シロアミメグサとベニヒモノキ
温室は上から下まで面白くてぼーっとしていた。
下を見ながら思い出した。
「ここにダンゴムシいるか探してみる。」
ビルの下の植え込みに、枯れた花がぶら下がったツツジが何本かあって、そこを子どもは眺めだした。
いつもなら、「虫に刺されるよ、かえろうよ」などと言うのだが、そのときはたまたま、虫除けのスプレー、夕飯の段取りを済ませていたので、ただ眺めることにした。
よく見てみると、ツツジの下には、苔や雑草が数種類あり、思いもよらぬ豊かな緑があった。
屋根の下にある、特に自動で水やりする仕組みのなさそうな植え込みを見ながら、誰が水やってるんやろう、と思った。

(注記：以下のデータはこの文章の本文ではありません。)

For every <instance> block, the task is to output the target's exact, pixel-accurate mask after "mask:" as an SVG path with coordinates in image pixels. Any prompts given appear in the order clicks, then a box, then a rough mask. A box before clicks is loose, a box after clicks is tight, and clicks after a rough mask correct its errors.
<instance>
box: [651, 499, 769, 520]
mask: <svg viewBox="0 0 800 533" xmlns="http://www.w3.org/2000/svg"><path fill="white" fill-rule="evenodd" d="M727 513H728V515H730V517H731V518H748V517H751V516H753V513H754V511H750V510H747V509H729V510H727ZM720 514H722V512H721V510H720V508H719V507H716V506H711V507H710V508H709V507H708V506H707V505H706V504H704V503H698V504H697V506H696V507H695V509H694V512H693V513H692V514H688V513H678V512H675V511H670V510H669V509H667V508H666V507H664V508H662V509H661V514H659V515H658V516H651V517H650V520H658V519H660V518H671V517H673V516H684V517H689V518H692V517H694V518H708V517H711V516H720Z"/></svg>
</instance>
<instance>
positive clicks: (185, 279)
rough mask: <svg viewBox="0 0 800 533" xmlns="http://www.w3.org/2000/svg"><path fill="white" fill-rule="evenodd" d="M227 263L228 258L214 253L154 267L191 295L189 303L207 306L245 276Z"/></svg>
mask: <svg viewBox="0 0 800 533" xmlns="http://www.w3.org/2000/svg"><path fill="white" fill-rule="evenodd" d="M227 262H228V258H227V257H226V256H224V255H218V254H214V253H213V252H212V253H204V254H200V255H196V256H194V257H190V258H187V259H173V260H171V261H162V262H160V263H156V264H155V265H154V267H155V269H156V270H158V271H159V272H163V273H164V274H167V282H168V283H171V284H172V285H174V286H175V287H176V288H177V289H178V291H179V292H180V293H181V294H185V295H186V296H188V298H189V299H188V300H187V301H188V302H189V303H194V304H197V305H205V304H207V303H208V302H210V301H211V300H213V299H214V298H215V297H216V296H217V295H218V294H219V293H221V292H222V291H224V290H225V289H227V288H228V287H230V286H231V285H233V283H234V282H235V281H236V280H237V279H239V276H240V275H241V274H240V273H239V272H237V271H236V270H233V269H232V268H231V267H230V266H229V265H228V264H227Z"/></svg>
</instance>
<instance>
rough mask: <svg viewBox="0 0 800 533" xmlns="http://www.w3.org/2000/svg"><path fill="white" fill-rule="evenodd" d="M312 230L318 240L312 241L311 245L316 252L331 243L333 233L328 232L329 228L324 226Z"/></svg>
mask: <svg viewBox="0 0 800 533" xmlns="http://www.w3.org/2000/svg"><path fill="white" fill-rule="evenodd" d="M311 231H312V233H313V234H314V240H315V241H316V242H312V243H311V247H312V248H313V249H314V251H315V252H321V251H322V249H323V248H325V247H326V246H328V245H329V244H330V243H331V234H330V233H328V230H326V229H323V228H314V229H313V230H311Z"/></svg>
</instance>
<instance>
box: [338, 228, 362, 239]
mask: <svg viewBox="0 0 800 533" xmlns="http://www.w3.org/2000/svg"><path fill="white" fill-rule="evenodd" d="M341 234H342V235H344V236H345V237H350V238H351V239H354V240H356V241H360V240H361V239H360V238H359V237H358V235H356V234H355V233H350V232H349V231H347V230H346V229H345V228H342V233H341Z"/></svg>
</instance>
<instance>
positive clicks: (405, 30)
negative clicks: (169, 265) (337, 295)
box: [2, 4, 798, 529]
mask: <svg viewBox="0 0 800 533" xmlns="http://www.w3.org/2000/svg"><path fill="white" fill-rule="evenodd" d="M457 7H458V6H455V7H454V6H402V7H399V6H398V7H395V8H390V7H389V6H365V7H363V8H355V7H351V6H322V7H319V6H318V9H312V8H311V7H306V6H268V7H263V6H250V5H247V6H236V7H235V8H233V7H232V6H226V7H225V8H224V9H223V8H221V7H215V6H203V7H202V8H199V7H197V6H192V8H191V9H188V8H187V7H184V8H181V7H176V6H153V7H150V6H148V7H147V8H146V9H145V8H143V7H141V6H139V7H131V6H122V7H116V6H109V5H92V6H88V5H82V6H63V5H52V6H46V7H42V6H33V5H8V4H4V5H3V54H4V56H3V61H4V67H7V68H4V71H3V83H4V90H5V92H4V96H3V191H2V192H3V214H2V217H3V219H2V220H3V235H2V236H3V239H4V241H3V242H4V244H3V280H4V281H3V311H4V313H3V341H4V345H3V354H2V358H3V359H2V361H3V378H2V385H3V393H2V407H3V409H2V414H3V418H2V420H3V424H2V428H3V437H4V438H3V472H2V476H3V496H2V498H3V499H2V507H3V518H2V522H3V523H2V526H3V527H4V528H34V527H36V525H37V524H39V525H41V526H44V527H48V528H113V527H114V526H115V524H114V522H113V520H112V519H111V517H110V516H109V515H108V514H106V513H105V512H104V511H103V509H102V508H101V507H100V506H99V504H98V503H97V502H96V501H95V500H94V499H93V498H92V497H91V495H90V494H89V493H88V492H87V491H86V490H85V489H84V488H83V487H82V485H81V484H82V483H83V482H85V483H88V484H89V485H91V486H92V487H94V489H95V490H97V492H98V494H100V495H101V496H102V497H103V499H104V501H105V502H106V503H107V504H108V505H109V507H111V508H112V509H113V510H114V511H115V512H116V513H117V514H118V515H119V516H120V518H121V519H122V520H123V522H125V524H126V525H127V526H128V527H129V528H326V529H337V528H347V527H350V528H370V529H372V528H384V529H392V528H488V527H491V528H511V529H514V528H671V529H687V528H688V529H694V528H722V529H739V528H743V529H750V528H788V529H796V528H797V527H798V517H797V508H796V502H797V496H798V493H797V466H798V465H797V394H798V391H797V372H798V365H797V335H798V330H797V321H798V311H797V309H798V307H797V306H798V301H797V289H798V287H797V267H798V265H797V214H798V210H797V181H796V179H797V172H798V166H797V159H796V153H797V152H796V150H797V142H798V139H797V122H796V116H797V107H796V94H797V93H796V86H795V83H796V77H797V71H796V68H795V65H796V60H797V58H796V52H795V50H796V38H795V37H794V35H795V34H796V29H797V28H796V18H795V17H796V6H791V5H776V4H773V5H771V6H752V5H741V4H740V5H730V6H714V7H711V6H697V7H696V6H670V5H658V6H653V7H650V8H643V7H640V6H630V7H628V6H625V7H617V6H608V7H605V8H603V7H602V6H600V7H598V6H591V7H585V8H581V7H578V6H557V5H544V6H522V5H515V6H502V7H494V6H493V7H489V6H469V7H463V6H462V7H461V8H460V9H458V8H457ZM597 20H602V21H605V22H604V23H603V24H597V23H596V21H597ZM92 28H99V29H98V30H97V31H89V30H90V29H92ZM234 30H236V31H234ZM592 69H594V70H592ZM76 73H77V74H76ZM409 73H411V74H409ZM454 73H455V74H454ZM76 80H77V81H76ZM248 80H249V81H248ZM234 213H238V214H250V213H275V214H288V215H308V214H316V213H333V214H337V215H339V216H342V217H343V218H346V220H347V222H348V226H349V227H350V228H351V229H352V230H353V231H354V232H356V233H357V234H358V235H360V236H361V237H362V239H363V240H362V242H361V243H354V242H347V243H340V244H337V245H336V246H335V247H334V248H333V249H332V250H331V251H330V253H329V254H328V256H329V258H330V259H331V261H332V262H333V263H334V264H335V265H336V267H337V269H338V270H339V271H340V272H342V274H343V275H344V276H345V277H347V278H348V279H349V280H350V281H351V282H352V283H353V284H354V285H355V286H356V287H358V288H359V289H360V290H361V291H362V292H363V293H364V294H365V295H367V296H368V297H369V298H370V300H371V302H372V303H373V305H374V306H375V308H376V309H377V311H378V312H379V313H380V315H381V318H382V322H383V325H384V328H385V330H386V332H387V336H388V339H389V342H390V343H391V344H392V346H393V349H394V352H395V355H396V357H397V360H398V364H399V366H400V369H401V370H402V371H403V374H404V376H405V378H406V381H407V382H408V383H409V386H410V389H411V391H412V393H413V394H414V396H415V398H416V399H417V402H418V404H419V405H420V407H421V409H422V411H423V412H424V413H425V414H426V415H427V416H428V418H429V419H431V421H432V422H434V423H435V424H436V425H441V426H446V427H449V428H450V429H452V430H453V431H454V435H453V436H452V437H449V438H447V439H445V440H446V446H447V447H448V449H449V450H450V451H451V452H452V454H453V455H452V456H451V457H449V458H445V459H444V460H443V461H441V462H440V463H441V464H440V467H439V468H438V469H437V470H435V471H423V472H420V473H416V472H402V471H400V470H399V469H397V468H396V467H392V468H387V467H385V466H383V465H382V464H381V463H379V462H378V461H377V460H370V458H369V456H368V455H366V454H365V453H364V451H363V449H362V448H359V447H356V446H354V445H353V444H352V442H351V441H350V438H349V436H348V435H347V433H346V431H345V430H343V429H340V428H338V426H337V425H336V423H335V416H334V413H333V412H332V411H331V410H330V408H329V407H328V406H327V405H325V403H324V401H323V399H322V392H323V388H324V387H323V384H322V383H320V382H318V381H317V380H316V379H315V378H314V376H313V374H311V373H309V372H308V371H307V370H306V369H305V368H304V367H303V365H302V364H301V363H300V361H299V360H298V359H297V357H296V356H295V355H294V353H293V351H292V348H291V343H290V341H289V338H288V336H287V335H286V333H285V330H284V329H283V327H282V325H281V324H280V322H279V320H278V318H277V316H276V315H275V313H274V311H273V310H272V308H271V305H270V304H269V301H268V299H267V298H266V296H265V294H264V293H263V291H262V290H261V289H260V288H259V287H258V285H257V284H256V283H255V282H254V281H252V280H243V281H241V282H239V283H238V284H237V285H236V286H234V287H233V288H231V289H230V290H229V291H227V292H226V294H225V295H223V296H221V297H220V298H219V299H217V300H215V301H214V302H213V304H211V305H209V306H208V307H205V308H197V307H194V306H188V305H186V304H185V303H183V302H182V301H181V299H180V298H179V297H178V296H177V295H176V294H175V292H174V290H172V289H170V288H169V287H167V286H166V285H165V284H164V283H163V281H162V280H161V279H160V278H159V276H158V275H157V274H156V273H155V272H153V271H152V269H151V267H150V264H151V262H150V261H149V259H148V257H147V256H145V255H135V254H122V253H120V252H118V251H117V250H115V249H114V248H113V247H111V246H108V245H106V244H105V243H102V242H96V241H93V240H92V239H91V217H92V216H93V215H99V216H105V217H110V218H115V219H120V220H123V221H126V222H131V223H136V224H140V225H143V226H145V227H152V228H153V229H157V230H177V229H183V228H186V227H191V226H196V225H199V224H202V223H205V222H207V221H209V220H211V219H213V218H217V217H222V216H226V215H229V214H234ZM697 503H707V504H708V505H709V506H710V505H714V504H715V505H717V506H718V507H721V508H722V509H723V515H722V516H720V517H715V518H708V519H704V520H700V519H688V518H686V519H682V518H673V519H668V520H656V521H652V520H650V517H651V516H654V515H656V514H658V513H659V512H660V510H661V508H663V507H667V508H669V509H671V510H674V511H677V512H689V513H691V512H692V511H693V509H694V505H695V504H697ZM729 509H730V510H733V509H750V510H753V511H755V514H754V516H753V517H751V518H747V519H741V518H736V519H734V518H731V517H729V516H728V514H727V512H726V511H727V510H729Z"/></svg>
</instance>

ちいさなアリが行き交っていて、何かの死骸を運んだり、忙しそうな。
その上にこどもはパラパラと土を振りかけていた。
こどもは、じっと虫を追いかけている。
ぼーっとその様を見ていたら、
フッと浮かんできた。
外にいる時、ずっと虫を追いかけている....
そうなの、あなたは、虫が好きなの...!
いま一緒にいるこどもが、なにが好きかなんとなくはわかるつもりでいたが、こうやってじっくり見られていたことがあったろうか、と思う。
初めてこどもを育てるという経験をし、今目の前にいるこどもは2人目で。
次は、きっとうまくやれる、と、初めてを塗り替えるようなことばかりしていたような気がする。
渦中にはわからなくて、少し経って、わかる。
どれだけわかりたいと思って過ごしていても、
わかるのは、その執着を手放したときのような気がする。
ダンゴムシの抜け殻を二つ見つけて、
「〇〇虫だよ」と何かを見つけたあと、
「帰る、帰って絵が描きたいから。自転車に乗るとこめっちゃ早いからみててね」と言って、ストンとのった。
焦ったり躍起になったりせず、
今だけを見てたら、
少しずつ、
わたしとこどもの関係がつくられていくから、大丈夫なのかもしれない。
そんなことを考えていたことを思い出した。